Its possible that all column values in the range frame column are NaN and so all window values returned at NULL as well, but that is expected behavior.

To me that is a point of inconsistency between the RANGE frame behavior between the constant and column bound as something that looks similar has different results. We should try to avoid it in general.

But the only option to fix it would be to pass the original frame value to Velox. Definitely something we can do with some design work.

@kagamiori
Copy link
Contributor Author

kagamiori commented Oct 28, 2024

Hi @aditi-pandit, thank you for the reply! Could you help me understand this?

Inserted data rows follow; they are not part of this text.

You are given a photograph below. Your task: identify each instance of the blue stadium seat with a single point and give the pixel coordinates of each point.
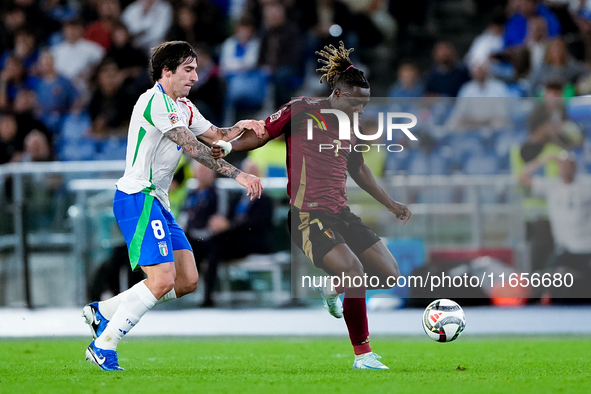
(481, 165)
(463, 145)
(438, 162)
(398, 162)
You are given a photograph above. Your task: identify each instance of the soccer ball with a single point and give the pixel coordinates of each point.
(444, 320)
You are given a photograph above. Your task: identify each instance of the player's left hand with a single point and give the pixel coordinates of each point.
(258, 126)
(401, 211)
(251, 183)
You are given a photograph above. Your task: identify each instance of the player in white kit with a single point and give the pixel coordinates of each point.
(164, 124)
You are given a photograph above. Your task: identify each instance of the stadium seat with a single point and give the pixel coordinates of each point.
(481, 165)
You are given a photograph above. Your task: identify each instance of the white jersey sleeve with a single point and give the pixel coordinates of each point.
(164, 114)
(195, 121)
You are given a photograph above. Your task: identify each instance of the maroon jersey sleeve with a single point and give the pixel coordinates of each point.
(280, 122)
(355, 159)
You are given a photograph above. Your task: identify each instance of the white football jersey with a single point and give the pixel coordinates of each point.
(151, 158)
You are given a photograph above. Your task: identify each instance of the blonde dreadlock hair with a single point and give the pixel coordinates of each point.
(338, 68)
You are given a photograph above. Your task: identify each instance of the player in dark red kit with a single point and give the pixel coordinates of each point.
(322, 225)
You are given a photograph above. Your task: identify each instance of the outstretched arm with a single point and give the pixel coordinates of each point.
(198, 151)
(525, 178)
(363, 176)
(215, 133)
(247, 141)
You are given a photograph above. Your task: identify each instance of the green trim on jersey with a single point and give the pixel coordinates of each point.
(149, 189)
(164, 97)
(148, 112)
(135, 246)
(141, 136)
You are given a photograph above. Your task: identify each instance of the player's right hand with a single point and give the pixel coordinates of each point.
(217, 152)
(252, 183)
(258, 126)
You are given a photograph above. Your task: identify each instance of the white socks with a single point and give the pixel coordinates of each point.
(135, 302)
(108, 307)
(171, 295)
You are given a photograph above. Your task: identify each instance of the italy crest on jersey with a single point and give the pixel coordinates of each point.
(163, 248)
(276, 115)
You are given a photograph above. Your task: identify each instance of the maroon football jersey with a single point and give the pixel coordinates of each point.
(317, 177)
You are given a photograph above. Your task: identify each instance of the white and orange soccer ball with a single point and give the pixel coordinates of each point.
(444, 320)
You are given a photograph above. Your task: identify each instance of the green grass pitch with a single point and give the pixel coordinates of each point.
(553, 364)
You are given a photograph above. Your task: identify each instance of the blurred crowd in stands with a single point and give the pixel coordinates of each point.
(70, 70)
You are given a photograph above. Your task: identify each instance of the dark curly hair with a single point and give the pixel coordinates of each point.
(338, 69)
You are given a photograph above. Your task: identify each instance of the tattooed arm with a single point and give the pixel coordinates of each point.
(198, 151)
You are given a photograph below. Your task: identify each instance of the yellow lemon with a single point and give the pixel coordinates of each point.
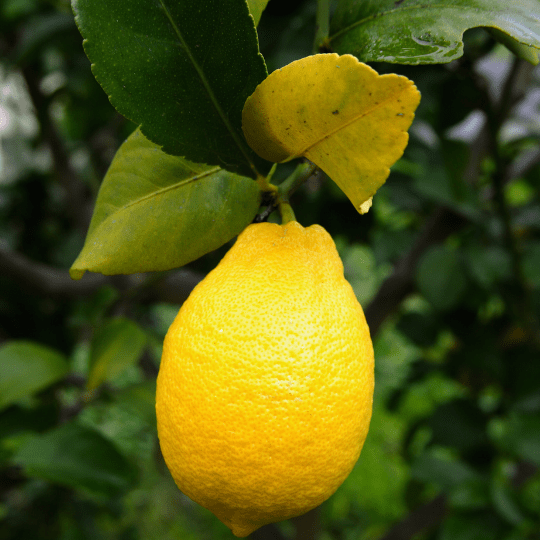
(265, 389)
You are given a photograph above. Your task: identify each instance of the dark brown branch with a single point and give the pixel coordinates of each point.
(44, 280)
(74, 188)
(400, 283)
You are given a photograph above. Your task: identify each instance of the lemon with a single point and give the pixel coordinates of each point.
(265, 388)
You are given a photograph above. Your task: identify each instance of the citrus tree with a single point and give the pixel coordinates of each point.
(444, 258)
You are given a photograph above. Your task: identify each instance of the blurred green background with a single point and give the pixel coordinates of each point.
(446, 265)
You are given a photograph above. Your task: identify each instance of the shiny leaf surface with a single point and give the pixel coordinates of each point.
(429, 31)
(156, 212)
(180, 70)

Its possible that all column values in the range frame column are NaN and so all window values returned at NULL as well, but that is expected behavior.

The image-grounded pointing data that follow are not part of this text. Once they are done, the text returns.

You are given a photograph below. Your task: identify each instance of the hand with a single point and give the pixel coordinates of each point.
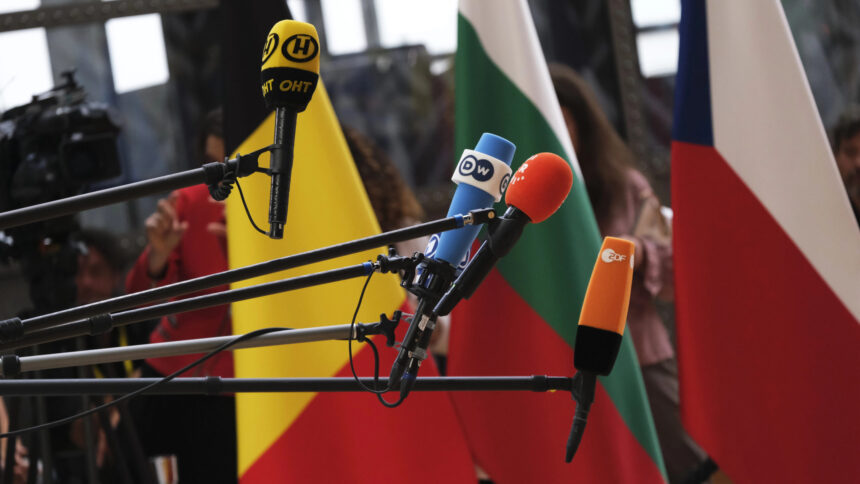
(164, 231)
(638, 257)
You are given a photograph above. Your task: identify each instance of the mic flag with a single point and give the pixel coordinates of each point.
(604, 310)
(289, 75)
(291, 65)
(537, 190)
(601, 325)
(482, 175)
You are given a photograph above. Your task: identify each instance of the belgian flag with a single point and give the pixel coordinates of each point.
(317, 437)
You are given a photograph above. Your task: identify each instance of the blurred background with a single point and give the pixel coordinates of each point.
(388, 66)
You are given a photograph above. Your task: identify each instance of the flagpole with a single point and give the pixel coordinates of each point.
(14, 329)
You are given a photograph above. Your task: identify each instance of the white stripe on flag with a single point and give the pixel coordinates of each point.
(509, 38)
(767, 128)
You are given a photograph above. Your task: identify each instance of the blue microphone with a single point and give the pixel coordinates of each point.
(482, 176)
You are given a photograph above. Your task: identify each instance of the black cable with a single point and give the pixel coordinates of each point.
(375, 390)
(250, 218)
(349, 342)
(128, 396)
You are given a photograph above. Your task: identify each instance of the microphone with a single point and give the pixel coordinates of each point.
(482, 175)
(289, 76)
(537, 190)
(601, 326)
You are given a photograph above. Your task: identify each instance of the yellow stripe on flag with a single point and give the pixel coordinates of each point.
(328, 205)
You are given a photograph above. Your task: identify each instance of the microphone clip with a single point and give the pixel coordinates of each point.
(220, 177)
(384, 326)
(582, 389)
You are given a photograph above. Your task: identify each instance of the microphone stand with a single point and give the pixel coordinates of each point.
(102, 323)
(14, 328)
(214, 385)
(211, 174)
(14, 365)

I thought that for (window_func) OVER PARTITION BY ... ORDER BY ... RANGE BETWEEN column PRECEDING AND 5 FOLLOWING, if there are NaNs in column, Presto should reject it and throw an error too before sending the query plan to Velox. (My understanding is that both constant-bound and column-bound k range frame are processed by Presto co-ordinator first and NaN frame bounds can be rejected there, so Velox simply would not see NaNs in k range frame bounds when used in Prestissimo.) Am I missing anything?

==> Update: I've just realized...is it that Presto co-ordinator wouldn't process column bound of k range frames, but would add project node before the window node in the query plan to do that process in workers?

@aditi-pandit
Copy link
Collaborator

Hi @aditi-pandit, thank you for the reply! Could you help me understand this?

Its possible that all column values in the range frame column are NaN and so all window values returned at NULL as well, but that is expected behavior.

I thought that for (window_func) OVER PARTITION BY ... ORDER BY ... RANGE BETWEEN column PRECEDING AND 5 FOLLOWING, if there are NaNs in column, Presto should reject it and throw an error too before sending the query plan to Velox. (My understanding is that both constant-bound and column-bound k range frame are processed by Presto co-ordinator first and NaN frame bounds can be rejected there, so Velox simply would not see NaNs in k range frame bounds when used in Prestissimo.) Am I missing anything?

==> Update: I've just realized...is it that Presto co-ordinator wouldn't process column bound of k range frames, but would add project node before the window node in the query plan to do that process in workers?

@kagamiori :: Yes. Presto co-ordinator adds project node. It doesn't look at the column values.

kagamiori added a commit to kagamiori/velox that referenced this pull request Oct 29, 2024
)

Summary:

NaN could appear as the frame bound of k-range frames in window 
operations. When NaN appear in either of the frame bounds, the window 
operation should return NULL at this row.

This diff fixes facebookincubator#11213.

Differential Revision: D64510519
@facebook-github-bot
Copy link
Contributor

This pull request was exported from Phabricator. Differential Revision: D64510519

@@ -368,6 +369,23 @@ void WindowPartition::updateKRangeFrameBounds(
// reordered as per inputMapping_.
RowColumn frameRowColumn = columns_[frameColumn];
RowColumn orderByRowColumn = data_->columnAt(orderByColumn);

// Mark the frame invalid if the frame bound is NaN.
Copy link
Collaborator

@aditi-pandit aditi-pandit Oct 30, 2024

Choose a reason for hiding this comment

The reason will be displayed to describe this comment to others. Learn more.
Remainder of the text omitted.